No requests are processed.

@dav009
Copy link
Author

dav009 commented Aug 25, 2015

A healthy idle worker output looks like:

Process 18544 attached
epoll_wait(11,

@dav009
Copy link
Author

dav009 commented Aug 25, 2015

it turned out that pymongo's MongoClient is somehow realted to the issue.
Explicitly passing MongoClien(....,max_pool_size=100) made the workers start without locking

@unbit
Copy link
Owner

unbit commented Aug 25, 2015

the strace you reported shows a GIL deadlock and the mongoclient is heavily thread based.

Maybe you initialize it before fork() ?

@dav009
Copy link
Author

dav009 commented Aug 25, 2015

I initialized mongonClient in a with app.app_context(): to share it among workers.

@unbit
Copy link
Owner

unbit commented Aug 25, 2015

I am not sure it is supported by mongoclient, i fear the socket will be clobbered. I think initializing a new pool for each worker is the best approach

@dav009
Copy link
Author

dav009 commented Aug 25, 2015

gonna try it, saw similar posts regarding: uwsgi + gevent + pymongo
Thanks again for the quick responses 👍

@dav009
Copy link
Author

dav009 commented Aug 26, 2015

Quick summary & solution for anybody having a similar issue:

Stack: python, flask, uwsgi, pymongo

Symptoms

  • idle workers
  • strange straces (futex)
  • RPS low
  • particular workers(2 or 3) taking 90% of the requests

Cause of the problem

  • Pymongo was in app_context inside flask app.
  • Sharing the MongoClient created idle workers from the very start of the server, this can be checked by stracing the server just after started.
    The few healthy workers will eventaully become idle. Leaving only restart as an option.

Solution

After trying various things/settings, the only way to avoid it, is to create a mongoClient per worker/request.

Probably a heads up for any other lib using threads.

@dav009 dav009 closed this as completed Aug 26, 2015
@unbit
Copy link
Owner

unbit commented Aug 26, 2015

Just as a note, if you do not want to change your app code, you can use the --lazy-apps option that will load the app one time per worker

@ryankuczka
Copy link

I am having a similar issue that appears to be caused by pymongo, however, I cannot figure out why.
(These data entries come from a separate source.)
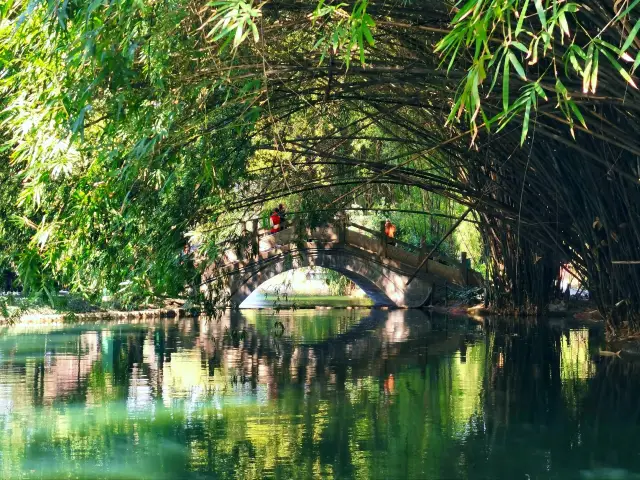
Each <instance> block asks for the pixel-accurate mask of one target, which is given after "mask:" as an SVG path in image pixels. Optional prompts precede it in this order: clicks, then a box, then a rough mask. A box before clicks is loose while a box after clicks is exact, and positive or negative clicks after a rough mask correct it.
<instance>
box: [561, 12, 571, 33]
mask: <svg viewBox="0 0 640 480" xmlns="http://www.w3.org/2000/svg"><path fill="white" fill-rule="evenodd" d="M558 22H559V23H560V29H561V30H562V31H563V32H564V33H565V34H566V35H567V37H570V36H571V32H570V31H569V23H568V22H567V17H565V15H564V12H560V13H559V14H558Z"/></svg>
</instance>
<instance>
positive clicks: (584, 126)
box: [567, 100, 587, 128]
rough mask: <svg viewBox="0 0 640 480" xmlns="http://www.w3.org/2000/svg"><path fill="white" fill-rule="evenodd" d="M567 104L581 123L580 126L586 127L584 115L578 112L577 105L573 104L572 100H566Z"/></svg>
mask: <svg viewBox="0 0 640 480" xmlns="http://www.w3.org/2000/svg"><path fill="white" fill-rule="evenodd" d="M567 104H568V105H569V107H570V108H571V111H572V112H573V114H574V115H575V117H576V118H577V119H578V121H579V122H580V123H581V124H582V126H583V127H584V128H587V123H586V122H585V121H584V117H583V116H582V113H581V112H580V110H579V109H578V106H577V105H576V104H575V102H574V101H573V100H567Z"/></svg>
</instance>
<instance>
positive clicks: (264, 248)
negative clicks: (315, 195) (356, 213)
mask: <svg viewBox="0 0 640 480" xmlns="http://www.w3.org/2000/svg"><path fill="white" fill-rule="evenodd" d="M258 227H259V220H258V219H254V220H253V221H249V222H246V223H245V224H244V226H243V237H245V241H244V242H239V244H238V245H237V246H236V248H234V249H231V250H229V251H227V252H226V253H225V255H224V256H223V258H221V259H219V261H218V262H216V266H217V267H223V266H225V265H230V264H234V263H237V262H239V261H242V260H243V259H244V260H248V259H249V257H255V256H256V255H258V256H259V255H265V254H269V252H270V251H272V250H275V249H277V248H279V247H282V246H284V245H290V244H294V243H297V242H300V241H305V242H316V243H317V242H324V243H325V244H347V245H350V246H353V247H357V248H361V249H364V250H367V251H369V252H372V253H374V254H377V255H379V256H380V257H382V258H388V259H391V260H395V261H399V262H402V263H405V264H407V265H413V264H415V263H416V262H418V263H419V262H422V261H423V260H424V257H425V256H426V255H427V253H428V252H429V251H430V250H431V248H430V246H429V245H427V244H426V243H423V244H422V245H421V246H416V245H412V244H410V243H407V242H403V241H401V240H397V239H390V238H389V237H388V236H387V235H386V234H385V231H384V222H381V225H380V229H379V230H378V231H376V230H374V229H371V228H368V227H365V226H363V225H359V224H357V223H353V222H349V221H348V220H346V219H345V220H342V221H340V220H336V223H335V224H330V225H325V226H322V227H316V228H311V227H306V226H305V222H304V220H303V219H295V218H294V219H292V220H289V221H288V222H287V227H286V228H284V229H283V230H280V231H279V232H276V233H273V234H272V233H271V231H270V229H265V228H258ZM247 239H250V241H246V240H247ZM247 244H248V245H247ZM247 247H248V248H247ZM242 250H244V251H242ZM453 270H455V271H458V272H460V275H459V276H460V280H461V282H462V283H463V284H470V283H471V284H476V283H478V282H479V281H481V279H478V278H477V276H478V274H477V273H476V272H474V271H473V270H471V268H470V266H469V262H468V260H467V258H466V253H465V252H462V254H461V260H456V259H454V258H451V257H449V256H446V255H441V254H436V255H433V256H432V257H430V258H429V261H428V262H425V271H431V272H432V273H434V274H437V275H442V276H445V277H446V276H449V275H450V274H451V272H452V271H453Z"/></svg>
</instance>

I am seeing workers slowly start hanging, no exceptions, no responses, they just seem to stop and then once all the workers reach this state, my app goes down since there are no more workers to respond to requests.

I am using the following:

uwsgi==2.0.12
Django==1.7.10
mongoengine==0.8.7
pymongo==2.7.2

Using strace on a hanging worker shows only:

futex(0x36e7210, FUTEX_WAIT_PRIVATE, 0, NULL

This is the exact same for every hanging worker and using gdb, I discovered the following:

(gdb) py-bt
#4 Frame 0x39b4920, for file /home/myapp/myapp/venv/local/lib/python2.7/site-packages/pymongo/thread_util.py, line 235, in acquire (self=<BoundedSemaphore(_value=94, _initial_value=100, _cond=<_Condition(_Verbose__verbose=False, _Condition__lock=<thread.lock at remote 0x3914070>, acquire=<built-in method acquire of thread.lock object at remote 0x3914070>, _Condition__waiters=[], release=<built-in method release of thread.lock object at remote 0x3914070>) at remote 0x39435d0>) at remote 0x3940d40>, blocking=True, timeout=None, rc=False, endtime=None)
    self._cond.acquire()
#8 Frame 0x5f373a0, for file /home/myapp/myapp/venv/local/lib/python2.7/site-packages/pymongo/pool.py, line 323, in get_socket (self=<Pool(ssl_certfile=None, ssl_cert_reqs=None, conn_timeout=None, ssl_ca_certs=None, lock=<thread.lock at remote 0x3914150>, _socket_semaphore=<BoundedSemaphore(_value=94, _initial_value=100, _cond=<_Condition(_Verbose__verbose=False, _Condition__lock=<thread.lock at remote 0x3914070>, acquire=<built-in method acquire of thread.lock object at remote 0x3914070>, _Condition__waiters=[], release=<built-in method release of thread.lock object at remote 0x3914070>) at remote 0x39435d0>) at remote 0x3940d40>, ssl_keyfile=None, pid=19943, pool_id=0, _ident=<ThreadIdent(_lock=<DummyLock at remote 0x3943710>, _refs={}, _local=<thread._local at remote 0x3916f50>) at remote 0x3943790>, wait_queue_multiple=None, net_timeout=None, use_ssl=None, pair=(u'mongossd.srv.myapp.com', 27017), wait_queue_timeout=None, _check_interval_seconds=1, _request_counter=<Counter(_counters={}, ident=<Threa...(truncated)
    elif not self._socket_semaphore.acquire(True, self.wait_queue_timeout):
#12 Frame 0x59db940, for file /home/myapp/myapp/venv/local/lib/python2.7/site-packages/pymongo/mongo_replica_set_client.py, line 1299, in __socket (self=<MongoReplicaSetClient(_MongoReplicaSetClient__use_greenlets=False, _BaseObject__write_concern=<WriteConcern at remote 0x38fb580>, _MongoReplicaSetClient__wait_queue_timeout=None, _MongoReplicaSetClient__monitor_class=<type at remote 0x37ae8a0>, _MongoReplicaSetClient__seeds=set([(...), (...)]), _MongoReplicaSetClient__name='rs_myapp', _MongoReplicaSetClient__document_class=<type at remote 0x7f6fe0af4e60>, _MongoReplicaSetClient__ssl_ca_certs=None, _MongoReplicaSetClient__net_timeout=None, _MongoReplicaSetClient__index_cache={myapp': {u'user': {u'_cls_1': <datetime.datetime at remote 0x719ba08>, u'username_1': <datetime.datetime at remote 0x71d50a8>}, u'django_session': {u'expire_date_1': <datetime.datetime at remote 0x719bf80>}}}, _BaseObject__safe=True, _MongoReplicaSetClient__opts={'replicaset': 'rs_myapp', 'read_preference': False}, _MongoRep...(truncated)
    sock_info = member.pool.get_socket(force=force)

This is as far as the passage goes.